The leaves and roots are used to flavour herbal beers and soft drinks, such as dandelion and burdock. The roots can also be roasted, ground and used as a substitute for coffee.

Medicinal uses

Dandelion is used in both European and Chinese medicine for a wide range of ailments because of its diuretic, laxative and anti-rheumatic effects, and its ability to stimulate liver function, improve digestion and reduce swelling and inflammation. Conditions it is said to improve include urinary disorders, gall stones, jaundice, gout, eczema and acne.


Common chickweed, Stellaria media, is a real pain in the garden as each plant produces 2,500 seeds in a season and the seeds can survive for up to 4 years, germinating at any time. It particularly likes heavy and fertile soils. But it does have a good side!

Culinary uses

Chickweed sprigs can be added to salad and cooked as vegetables. They can also be fed to domestic fowl and pet birds (the common name derives from the fact that chickens enjoy eating the plant).

Medicinal uses

Medicinally it can be used to ease rheumatism when taken internally. When applied externally (usually within an ointment) it is said to ease itching skin conditions, eczema, psoriasis, vaginitis, ulcers, boils and abcesses.

Field horsetail

Equisetum arvense, field horsetail, is a difficult weed to control and can spread rapidly, particularly on compacted soil. But it does have some uses.

Medicinal uses

The stems of field horsetail are an astringent that acts on the genitor-urinary system when taken internally and can be used to treat prostatitis, incontinence, cystitis and urethritis. It can be used internally and externally for haemorrhage. However it is an irritant and therefore best restricted to short term use.

Other uses

Another common name for field horsetail is ‘bottlebrush’. This derives from the fact that,from the Middle Ages up until the 18th century, it was used for scouring pots and pans. Due to its high levels of silica it has good abrasive properties.

Shepherd’s purse

With its purse shaped seed capsules, which ripen to eject seeds all over your garden, Capsella bursa-pastoris is a real pest. It’s an ephemeral plant, meaning that it can have several life cycles in a year, so the production of seeds just goes on and on! But there is some good news about this plant.

Culinary uses

The leaves of shepher’s purse (which is also know as witches’ pouches or pick-pocket) are rich in vitamins A, B and C and can be used in salads.

Medicinal uses

It can be used internally (usually in a tea or tincture) to stop bleeding (especially excessive menstruation, blood in urine, haemorrhoids, nosebleed and wounds) and for cystitis. Externally it can be used for varicose veins. In Chinese medicine it is also used to cool the blood.
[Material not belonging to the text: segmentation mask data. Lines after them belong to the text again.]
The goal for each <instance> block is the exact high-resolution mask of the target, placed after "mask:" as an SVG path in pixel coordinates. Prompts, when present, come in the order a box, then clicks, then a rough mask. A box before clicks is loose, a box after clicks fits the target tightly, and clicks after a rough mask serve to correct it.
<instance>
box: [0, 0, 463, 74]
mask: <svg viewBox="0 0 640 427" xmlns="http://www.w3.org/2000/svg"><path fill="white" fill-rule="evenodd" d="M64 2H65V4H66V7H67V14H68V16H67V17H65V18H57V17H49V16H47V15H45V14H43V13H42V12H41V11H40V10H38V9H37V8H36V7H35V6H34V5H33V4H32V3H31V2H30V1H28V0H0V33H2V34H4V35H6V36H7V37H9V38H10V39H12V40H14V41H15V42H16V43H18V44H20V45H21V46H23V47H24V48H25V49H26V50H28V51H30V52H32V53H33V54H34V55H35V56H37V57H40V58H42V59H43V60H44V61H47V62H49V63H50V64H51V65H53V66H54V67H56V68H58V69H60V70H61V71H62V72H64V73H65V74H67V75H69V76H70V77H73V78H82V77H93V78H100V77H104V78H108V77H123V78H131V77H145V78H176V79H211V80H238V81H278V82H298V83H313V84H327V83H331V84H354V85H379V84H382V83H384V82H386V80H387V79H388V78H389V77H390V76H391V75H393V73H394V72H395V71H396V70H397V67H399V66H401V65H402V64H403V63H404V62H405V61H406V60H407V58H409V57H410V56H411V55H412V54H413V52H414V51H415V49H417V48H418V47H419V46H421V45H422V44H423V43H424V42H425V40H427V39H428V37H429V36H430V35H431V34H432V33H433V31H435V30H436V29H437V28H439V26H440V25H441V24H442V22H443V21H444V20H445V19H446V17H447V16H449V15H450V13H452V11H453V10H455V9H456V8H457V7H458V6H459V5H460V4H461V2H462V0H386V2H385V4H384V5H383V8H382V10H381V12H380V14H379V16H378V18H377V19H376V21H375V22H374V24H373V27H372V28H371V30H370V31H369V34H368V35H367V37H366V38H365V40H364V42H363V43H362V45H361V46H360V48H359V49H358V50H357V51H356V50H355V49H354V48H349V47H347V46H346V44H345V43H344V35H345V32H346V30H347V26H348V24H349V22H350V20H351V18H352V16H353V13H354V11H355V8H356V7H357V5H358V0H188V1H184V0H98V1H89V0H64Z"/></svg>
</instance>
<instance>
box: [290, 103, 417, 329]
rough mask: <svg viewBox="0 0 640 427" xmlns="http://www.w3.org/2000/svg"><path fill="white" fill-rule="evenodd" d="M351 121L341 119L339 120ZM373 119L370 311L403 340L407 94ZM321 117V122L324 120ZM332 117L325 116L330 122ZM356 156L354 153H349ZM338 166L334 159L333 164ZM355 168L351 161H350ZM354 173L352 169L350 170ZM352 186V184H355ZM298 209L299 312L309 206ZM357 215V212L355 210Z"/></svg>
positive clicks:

Daisies (Bellis perennis) in a lawn can be a real problem as they form a mat of foliage which crowds out the surrouding grass. But they do have some real benefits.

Culinary uses

Young leaves, flower buds and petals of daisies have a pleasantly sour taste and can be added to salads.

Medicinal uses

Daisy flowers and leaves be taken internally for coughs and catarrh and externally for ruptures, varicose veins, minor wounds, and sore/watery eyes. They are used in homeopathy as a treatment for deep bruising.
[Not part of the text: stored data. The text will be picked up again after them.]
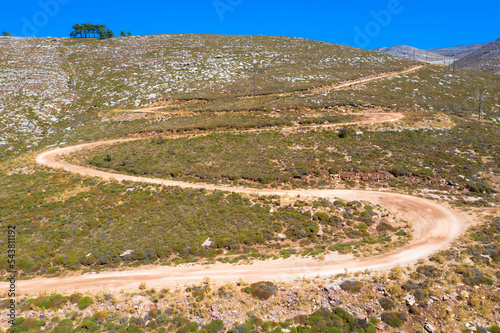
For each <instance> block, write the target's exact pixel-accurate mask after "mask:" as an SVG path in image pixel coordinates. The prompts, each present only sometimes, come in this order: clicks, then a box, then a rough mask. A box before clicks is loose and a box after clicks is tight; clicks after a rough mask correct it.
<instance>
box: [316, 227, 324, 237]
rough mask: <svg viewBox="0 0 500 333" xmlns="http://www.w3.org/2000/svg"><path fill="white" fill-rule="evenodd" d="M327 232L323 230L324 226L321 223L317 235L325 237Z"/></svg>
mask: <svg viewBox="0 0 500 333" xmlns="http://www.w3.org/2000/svg"><path fill="white" fill-rule="evenodd" d="M324 234H325V233H324V232H323V227H322V226H321V224H320V225H319V230H318V232H317V233H316V236H317V237H323V235H324Z"/></svg>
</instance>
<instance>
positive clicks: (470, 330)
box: [465, 322, 477, 332]
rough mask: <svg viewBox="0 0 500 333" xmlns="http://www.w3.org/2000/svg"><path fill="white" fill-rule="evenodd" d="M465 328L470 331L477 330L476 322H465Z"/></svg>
mask: <svg viewBox="0 0 500 333" xmlns="http://www.w3.org/2000/svg"><path fill="white" fill-rule="evenodd" d="M465 328H467V329H468V330H469V331H472V332H477V328H476V325H474V323H472V322H468V323H465Z"/></svg>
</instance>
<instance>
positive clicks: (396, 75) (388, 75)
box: [119, 65, 426, 113]
mask: <svg viewBox="0 0 500 333" xmlns="http://www.w3.org/2000/svg"><path fill="white" fill-rule="evenodd" d="M425 67H426V66H425V65H418V66H414V67H411V68H408V69H405V70H402V71H400V72H390V73H382V74H376V75H371V76H368V77H365V78H362V79H358V80H352V81H347V82H343V83H339V84H332V85H328V86H322V87H316V88H311V89H308V90H305V91H290V92H286V93H273V94H266V95H257V96H243V97H240V99H250V98H256V97H262V96H280V97H286V96H294V95H304V96H307V95H315V94H325V93H328V92H331V91H336V90H342V89H346V88H350V87H351V86H356V85H360V84H365V83H370V82H373V81H379V80H384V79H389V78H391V77H394V76H397V75H403V74H408V73H412V72H416V71H418V70H420V69H422V68H425ZM165 107H166V106H165V105H162V106H150V107H145V108H140V109H135V110H119V111H123V112H142V113H156V112H157V110H159V109H164V108H165Z"/></svg>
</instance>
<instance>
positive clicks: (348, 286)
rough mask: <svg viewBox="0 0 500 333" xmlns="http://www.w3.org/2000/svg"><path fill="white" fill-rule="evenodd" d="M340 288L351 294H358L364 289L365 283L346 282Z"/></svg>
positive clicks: (343, 283) (342, 284)
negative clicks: (346, 291) (359, 292)
mask: <svg viewBox="0 0 500 333" xmlns="http://www.w3.org/2000/svg"><path fill="white" fill-rule="evenodd" d="M340 288H341V289H342V290H344V291H347V292H350V293H351V294H357V293H359V291H360V290H361V288H363V282H361V281H345V282H342V283H341V284H340Z"/></svg>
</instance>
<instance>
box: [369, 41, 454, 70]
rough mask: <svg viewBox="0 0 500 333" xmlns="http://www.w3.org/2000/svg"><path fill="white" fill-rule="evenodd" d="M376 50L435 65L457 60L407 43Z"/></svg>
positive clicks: (448, 56)
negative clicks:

The daisy has also been investigated for possible use in HIV treatment.

Other uses

While a nuisance in the garden daisies are very pretty and surely the world would be a drearier place if we couldn’t make daisy chains?!

Ground elder

Aegopodium podagraria is a real problem in beds and borders, where its rhizomes entwine with other plants. But it does have its uses.

Culinary uses

Young leaves of ground elder can be used in salads and soups, and as a vegetable.

Medicinal uses

It is believed that ground elder was introduced into the British Isles in medieval times when it was cultivated in monasteries for medicinal use. It is dedicated to St Gerard , who was invoked to cure gout (‘herb Gerard’ is another name for ground elder).

Ground elder is used as a mild sedative with diuretic and anti-inflammatory effects. It can be taken internally (dried and used in infusions) to treat gout and sciatica. Externally it can be used to treat haemorrhoids, gout, stings and burns. It is also used in homeopathy to treat arthritis and rheumatism.